We're sorry Aspose doesn't work properply without JavaScript enabled.

Free Support Forum - aspose.com

How to extract embedded objects(pdfs-docs....) inside excel

Hi Aspose,


We have a requirement to get extract all the embedded objects in a excel sheet. We required to get the name of the embedded objects and also extract the files.

For Ex: if there is a pdf file(pdfattach.pdf) embedded in the excel, we need to save the pdf file and get the name “pdfattach”.

Thanks in Advance,
Prabu J

Hi,


Thanks for your query.

Please see the document(s) for your reference:
http://www.aspose.com/docs/display/cellsnet/Managing+OLE+Objects#ManagingOLEObjects-ExtractingOLEObjectsintheWorkbook (.NET)
http://www.aspose.com/docs/display/cellsjava/Managing+OLE+Objects#ManagingOLEObjects-ExtractingOLEObjectsintheWorkbook (JAVA)

Thank you.

Hi ,


Thanks for your reply.

We are able to save the objects, but the problem for us is to get the “name” of the files.

In the example we are saving the files in a different name. We need to save the file in the same name showing in the XLS.

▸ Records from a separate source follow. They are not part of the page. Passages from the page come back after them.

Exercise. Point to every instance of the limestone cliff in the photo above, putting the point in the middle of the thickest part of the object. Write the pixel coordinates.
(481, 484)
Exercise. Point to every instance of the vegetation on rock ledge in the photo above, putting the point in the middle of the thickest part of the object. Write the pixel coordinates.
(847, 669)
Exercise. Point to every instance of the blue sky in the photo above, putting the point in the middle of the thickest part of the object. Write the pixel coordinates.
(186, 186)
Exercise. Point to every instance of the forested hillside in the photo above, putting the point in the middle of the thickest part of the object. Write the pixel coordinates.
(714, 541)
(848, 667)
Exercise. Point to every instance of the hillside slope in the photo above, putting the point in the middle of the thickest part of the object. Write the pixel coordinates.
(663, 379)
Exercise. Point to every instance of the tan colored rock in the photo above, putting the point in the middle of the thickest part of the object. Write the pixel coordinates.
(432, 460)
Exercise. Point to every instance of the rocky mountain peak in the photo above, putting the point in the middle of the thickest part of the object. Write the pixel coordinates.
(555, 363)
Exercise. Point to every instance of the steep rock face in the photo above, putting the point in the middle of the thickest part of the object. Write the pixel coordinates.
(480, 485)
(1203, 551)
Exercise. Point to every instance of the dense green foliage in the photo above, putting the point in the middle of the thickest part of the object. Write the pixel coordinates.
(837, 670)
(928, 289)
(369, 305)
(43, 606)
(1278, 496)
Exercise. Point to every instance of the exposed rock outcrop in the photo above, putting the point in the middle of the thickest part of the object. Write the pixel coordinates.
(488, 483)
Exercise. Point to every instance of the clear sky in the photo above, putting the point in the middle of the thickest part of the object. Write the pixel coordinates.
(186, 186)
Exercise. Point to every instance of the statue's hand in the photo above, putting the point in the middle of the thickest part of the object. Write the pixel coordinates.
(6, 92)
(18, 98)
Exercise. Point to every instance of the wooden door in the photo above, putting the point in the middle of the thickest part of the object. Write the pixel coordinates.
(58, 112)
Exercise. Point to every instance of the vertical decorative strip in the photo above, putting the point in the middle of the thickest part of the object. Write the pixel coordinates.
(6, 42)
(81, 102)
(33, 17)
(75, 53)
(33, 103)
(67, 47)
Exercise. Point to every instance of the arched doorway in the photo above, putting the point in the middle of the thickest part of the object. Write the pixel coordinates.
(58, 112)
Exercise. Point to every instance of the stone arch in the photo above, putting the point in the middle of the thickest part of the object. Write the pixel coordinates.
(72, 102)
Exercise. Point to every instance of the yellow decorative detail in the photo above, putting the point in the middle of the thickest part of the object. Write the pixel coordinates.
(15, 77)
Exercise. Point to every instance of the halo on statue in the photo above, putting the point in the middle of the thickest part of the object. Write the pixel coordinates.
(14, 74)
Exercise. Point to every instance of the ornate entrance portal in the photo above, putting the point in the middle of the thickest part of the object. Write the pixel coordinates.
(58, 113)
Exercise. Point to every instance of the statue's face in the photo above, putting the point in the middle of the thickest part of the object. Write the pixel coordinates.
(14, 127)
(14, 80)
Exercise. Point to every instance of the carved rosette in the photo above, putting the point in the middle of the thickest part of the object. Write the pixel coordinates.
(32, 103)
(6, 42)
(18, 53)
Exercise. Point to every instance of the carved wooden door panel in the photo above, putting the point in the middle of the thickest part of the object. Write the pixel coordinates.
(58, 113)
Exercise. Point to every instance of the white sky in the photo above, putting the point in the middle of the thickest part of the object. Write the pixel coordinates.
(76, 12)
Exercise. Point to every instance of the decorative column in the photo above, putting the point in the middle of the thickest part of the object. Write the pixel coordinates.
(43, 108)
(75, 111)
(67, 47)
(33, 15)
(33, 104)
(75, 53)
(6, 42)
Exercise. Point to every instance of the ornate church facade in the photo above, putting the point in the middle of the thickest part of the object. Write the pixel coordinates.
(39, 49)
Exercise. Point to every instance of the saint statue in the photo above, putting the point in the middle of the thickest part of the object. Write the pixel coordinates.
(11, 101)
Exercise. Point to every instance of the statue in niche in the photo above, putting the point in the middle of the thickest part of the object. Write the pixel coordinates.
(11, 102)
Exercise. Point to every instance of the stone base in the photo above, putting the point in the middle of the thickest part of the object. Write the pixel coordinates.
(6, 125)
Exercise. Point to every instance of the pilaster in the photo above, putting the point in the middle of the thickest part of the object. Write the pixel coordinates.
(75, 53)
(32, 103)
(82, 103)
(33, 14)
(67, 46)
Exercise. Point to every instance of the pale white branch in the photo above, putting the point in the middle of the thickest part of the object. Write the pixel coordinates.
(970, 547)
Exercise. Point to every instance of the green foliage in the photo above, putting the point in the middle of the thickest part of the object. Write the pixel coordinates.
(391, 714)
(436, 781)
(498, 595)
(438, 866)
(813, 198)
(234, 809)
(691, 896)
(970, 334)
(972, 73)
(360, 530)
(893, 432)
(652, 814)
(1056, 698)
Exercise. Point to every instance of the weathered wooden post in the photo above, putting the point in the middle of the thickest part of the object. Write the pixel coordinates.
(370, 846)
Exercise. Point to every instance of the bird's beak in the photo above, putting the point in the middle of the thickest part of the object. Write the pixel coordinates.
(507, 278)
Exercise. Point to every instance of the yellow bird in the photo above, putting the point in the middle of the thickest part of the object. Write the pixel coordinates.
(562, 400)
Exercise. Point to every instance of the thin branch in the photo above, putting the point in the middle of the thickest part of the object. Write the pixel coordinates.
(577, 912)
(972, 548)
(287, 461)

In the examplpe given in http://www.aspose.com/docs/display/cellsjava/Managing+OLE+Objects#ManagingOLEObjects-ExtractingOLEObjectsintheWorkbook (JAVA)

the file name seen in XLS are v6.pdf, datatest.xls…
But we are saving as OLE1,OLE2…

We would like to know is there a way to get the name/title of the OLE objects embedded in XLS.

Thanks and Regards,
Prabu

Hi,


Please try using OleObject.getObjectSourceFullName() method for your requirements.

Hope, this helps a bit.

Thank you.

Hi,


We have tried all the options given below. We still dint get the name of the file embedded. We are getting only NULL as value.

System.out.println(ob.getAlternativeText());
System.out.println(ob.getHtmlText());
System.out.println(ob.getImageSourceFullName());
System.out.println(ob.getInputRange());
System.out.println(ob.getLinkedCell());
System.out.println(ob.getMacroName());
System.out.println(ob.getName());
System.out.println(ob.getObjectSourceFullName());
System.out.println(ob.getProgID());
System.out.println(ob.getSourceFullName());
System.out.println(ob.getText());
System.out.println(ob.getTitle());
System.out.println(ob.getFileFormatType());
System.out.println(ob.getFileType());

Is there any other way to get the file name.

Thanks and Regards,
Prabu

Hi,


For your information, if the underlying OLE Object is not a linked object, the stored file name would not be same as per original file name. Anyways, could you provide your template Excel file containing Ole Objects, we will check it soon.

Thank you.

Hi,


I’m also encountering same issue on getting the original file name of embedded objects (word, excel and powerpoint) from excel. Please find the attached excel with embedded objects of various file types. And a screenshots of output of the extraction. The method getObjectSourceFullName() does return the original file name for word, excel, power point, pdf and bmp image. Please advise.

Thanks.

Hi Lee Chiaw Chin,


Thanks for the template file and screenshot.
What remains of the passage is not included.